DSP c.1339C>T is associated with an aggressive clinical phenotype of left-dominant arrhythmogenic cardiomyopathy and left ventricular non-compaction. Truncating mutations in desmoplakin are consistently associated with aggressive phenotypes and must be considered as a risk factor of sudden death. Since ventricular tachycardia occurs even in the absence of severe systolic dysfunction, an implantable cardioverter-defibrillator should be indicated promptly.
在临床实践中,致心律失常性右室心肌病(ARVC)猝死的风险分层具有挑战性。我们缺乏针对单纯左侧表型风险分层的建议。本研究的目的是调查携带新型DSP基因c.1339C>T突变患者的基因型-表型相关性,并回顾关于DSP截短突变患者临床表型和预后的文献。

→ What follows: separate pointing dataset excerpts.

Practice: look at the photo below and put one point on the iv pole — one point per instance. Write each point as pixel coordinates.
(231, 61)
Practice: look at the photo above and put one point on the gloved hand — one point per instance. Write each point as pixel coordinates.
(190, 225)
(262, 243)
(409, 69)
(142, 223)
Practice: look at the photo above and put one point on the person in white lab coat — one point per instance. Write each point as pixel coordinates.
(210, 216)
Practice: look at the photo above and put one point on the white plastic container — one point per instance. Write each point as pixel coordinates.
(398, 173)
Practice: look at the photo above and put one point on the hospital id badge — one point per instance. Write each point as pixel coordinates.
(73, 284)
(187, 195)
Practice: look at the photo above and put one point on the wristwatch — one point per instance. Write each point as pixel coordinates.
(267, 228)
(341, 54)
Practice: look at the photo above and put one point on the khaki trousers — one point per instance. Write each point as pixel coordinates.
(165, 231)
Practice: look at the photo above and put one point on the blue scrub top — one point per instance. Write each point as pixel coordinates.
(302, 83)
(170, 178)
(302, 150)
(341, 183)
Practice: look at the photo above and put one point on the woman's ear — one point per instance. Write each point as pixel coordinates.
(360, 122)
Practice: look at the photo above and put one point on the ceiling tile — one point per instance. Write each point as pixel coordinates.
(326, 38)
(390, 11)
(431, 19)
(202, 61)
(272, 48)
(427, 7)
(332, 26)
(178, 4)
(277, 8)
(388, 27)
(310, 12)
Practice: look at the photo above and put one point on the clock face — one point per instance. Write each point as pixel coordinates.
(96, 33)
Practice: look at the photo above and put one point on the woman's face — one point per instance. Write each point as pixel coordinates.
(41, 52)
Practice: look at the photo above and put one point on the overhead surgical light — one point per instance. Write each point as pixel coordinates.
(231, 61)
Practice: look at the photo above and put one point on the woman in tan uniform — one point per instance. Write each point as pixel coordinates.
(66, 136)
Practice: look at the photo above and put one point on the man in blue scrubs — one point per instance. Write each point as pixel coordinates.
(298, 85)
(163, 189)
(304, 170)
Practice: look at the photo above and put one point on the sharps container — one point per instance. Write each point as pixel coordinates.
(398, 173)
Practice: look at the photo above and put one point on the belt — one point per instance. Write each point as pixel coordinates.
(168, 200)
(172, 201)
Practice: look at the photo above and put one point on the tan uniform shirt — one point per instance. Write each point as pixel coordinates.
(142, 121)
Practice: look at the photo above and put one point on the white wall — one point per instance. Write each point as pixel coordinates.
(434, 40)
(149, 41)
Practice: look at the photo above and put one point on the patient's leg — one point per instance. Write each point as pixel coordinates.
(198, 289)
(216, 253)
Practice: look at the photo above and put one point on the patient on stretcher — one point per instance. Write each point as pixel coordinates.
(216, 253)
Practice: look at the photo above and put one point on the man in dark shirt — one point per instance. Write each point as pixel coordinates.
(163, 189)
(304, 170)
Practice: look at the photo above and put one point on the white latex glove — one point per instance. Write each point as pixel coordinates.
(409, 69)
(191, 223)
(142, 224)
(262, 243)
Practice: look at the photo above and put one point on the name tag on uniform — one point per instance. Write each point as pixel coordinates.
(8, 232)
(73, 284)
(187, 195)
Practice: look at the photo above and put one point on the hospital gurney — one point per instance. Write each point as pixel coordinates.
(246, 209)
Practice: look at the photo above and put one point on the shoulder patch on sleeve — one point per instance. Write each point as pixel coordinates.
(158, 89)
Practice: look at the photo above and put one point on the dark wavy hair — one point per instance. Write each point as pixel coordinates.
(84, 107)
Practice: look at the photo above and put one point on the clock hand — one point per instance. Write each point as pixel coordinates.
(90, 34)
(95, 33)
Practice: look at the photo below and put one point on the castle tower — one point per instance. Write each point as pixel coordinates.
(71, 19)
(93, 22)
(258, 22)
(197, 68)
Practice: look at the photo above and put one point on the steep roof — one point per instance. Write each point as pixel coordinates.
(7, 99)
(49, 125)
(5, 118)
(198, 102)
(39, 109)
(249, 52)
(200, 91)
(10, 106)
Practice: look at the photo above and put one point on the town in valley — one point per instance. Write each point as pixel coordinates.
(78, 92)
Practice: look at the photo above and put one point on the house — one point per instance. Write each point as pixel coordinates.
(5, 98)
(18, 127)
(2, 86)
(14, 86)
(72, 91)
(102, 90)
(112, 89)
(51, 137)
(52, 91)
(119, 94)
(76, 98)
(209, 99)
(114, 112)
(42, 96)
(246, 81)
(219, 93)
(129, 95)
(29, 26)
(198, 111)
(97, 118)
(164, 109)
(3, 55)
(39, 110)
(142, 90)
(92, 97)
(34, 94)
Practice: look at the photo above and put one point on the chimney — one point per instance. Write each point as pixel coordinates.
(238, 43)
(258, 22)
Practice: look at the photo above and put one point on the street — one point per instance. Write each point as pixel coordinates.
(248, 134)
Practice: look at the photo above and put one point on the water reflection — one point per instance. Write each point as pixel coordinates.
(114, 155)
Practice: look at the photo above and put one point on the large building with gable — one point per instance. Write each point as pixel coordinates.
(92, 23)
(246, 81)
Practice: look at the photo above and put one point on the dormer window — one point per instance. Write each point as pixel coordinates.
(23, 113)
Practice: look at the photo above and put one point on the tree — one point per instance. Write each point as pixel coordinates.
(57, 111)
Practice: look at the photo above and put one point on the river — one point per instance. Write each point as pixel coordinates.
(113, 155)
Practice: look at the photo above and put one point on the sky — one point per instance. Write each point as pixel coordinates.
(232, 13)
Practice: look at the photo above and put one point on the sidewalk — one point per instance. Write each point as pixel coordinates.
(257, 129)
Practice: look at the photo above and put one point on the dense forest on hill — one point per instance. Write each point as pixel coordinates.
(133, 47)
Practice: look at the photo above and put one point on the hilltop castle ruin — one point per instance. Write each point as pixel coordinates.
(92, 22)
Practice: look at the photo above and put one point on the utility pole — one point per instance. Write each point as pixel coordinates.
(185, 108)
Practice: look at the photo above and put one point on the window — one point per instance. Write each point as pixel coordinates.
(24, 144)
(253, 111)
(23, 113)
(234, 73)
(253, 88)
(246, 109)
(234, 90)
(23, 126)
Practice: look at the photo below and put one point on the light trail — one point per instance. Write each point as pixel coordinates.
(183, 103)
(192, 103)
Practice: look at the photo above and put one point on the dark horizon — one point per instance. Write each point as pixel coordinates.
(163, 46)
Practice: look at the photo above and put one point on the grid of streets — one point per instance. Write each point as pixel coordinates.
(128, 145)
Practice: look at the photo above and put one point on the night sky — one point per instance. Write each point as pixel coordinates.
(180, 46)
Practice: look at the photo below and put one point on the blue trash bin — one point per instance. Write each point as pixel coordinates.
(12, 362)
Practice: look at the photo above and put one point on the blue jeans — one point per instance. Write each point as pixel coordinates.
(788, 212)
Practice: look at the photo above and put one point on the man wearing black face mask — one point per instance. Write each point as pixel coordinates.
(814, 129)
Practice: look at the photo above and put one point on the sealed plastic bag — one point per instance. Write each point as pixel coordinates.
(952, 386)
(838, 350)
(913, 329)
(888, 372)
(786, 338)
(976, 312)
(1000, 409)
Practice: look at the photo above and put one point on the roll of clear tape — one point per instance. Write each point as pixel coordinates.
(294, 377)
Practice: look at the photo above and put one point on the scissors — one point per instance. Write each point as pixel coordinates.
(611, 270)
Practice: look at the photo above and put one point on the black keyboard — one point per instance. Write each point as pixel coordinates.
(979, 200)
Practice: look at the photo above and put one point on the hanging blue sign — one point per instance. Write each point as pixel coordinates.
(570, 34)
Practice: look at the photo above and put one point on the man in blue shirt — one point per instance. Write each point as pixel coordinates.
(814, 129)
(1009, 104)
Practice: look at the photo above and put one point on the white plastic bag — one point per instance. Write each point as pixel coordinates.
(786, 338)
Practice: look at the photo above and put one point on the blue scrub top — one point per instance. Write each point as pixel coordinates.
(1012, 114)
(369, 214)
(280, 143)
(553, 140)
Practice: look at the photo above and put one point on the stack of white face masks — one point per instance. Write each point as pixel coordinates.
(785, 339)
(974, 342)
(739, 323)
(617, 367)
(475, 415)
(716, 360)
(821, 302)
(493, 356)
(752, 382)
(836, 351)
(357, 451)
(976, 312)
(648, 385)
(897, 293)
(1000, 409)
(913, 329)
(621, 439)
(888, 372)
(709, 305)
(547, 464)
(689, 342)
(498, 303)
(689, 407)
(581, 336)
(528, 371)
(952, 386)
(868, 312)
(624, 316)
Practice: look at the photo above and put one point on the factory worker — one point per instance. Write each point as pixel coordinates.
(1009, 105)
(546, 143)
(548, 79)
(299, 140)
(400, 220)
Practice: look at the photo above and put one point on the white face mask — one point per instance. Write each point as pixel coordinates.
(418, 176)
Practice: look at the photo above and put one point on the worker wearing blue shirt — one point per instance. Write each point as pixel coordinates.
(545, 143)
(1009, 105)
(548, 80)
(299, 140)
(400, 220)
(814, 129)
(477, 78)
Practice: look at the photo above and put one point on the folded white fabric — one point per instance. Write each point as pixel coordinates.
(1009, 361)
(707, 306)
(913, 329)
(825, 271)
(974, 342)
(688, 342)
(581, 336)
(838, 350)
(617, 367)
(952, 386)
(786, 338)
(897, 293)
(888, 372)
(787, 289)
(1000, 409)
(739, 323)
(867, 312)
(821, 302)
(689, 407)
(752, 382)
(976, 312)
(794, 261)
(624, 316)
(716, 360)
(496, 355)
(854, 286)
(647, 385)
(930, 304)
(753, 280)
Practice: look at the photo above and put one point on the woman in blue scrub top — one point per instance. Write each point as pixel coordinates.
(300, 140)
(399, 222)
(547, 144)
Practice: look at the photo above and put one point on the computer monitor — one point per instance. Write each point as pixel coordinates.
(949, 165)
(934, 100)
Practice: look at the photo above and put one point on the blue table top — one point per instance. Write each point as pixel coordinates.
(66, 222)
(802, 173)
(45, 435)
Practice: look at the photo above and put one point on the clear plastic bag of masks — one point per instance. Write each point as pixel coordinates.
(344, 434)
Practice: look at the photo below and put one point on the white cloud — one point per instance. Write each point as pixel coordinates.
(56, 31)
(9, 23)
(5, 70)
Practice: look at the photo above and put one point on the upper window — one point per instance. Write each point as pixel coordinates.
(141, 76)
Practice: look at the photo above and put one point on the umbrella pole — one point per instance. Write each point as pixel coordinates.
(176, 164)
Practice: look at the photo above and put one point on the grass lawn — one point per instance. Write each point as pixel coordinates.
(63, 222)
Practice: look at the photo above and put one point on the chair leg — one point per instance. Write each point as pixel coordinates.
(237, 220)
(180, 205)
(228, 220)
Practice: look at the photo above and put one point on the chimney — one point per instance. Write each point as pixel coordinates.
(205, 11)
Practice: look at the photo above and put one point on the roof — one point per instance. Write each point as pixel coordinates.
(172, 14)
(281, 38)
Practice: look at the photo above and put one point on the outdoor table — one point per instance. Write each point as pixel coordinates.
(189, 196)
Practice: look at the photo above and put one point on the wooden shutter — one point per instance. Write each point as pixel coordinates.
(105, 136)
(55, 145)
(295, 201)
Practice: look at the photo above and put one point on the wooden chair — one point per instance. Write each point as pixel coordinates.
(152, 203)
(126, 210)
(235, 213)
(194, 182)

对47例连续的患者进行DSP基因的遗传筛查,这些患者具有ARVC表型(n = 24)或特发性扩张型心肌病(DCM)表型,伴有室性心律失常或猝死家族史(n = 23)(年龄40±19岁,62%为男性)。发现3例无关的DCM先证者携带一种新型突变(c.1339C>T)。通过级联家系筛查确定了15名携带该突变的亲属。c.1339C>T突变携带者的外显率为83%。持续性室性心动过速是6例患者的首发临床表现,9例患者被诊断为左心室功能受损(2例有明显严重疾病,7例有轻度功能障碍)。心脏磁共振成像显示9例患者左心室受累,3例患者双心室受累。6例患者出现广泛纤维化模式,5例患者出现心肌致密化不全表型,这些是影像学特征。
DSP基因c.1339C>T与以左心室为主的致心律失常性心肌病和左心室心肌致密化不全的侵袭性临床表型相关。桥粒斑蛋白的截短突变始终与侵袭性表型相关,必须被视为猝死的危险因素。由于即使在没有严重收缩功能障碍的情况下也会发生室性心动过速,应及时植入植入式心脏复律除颤器。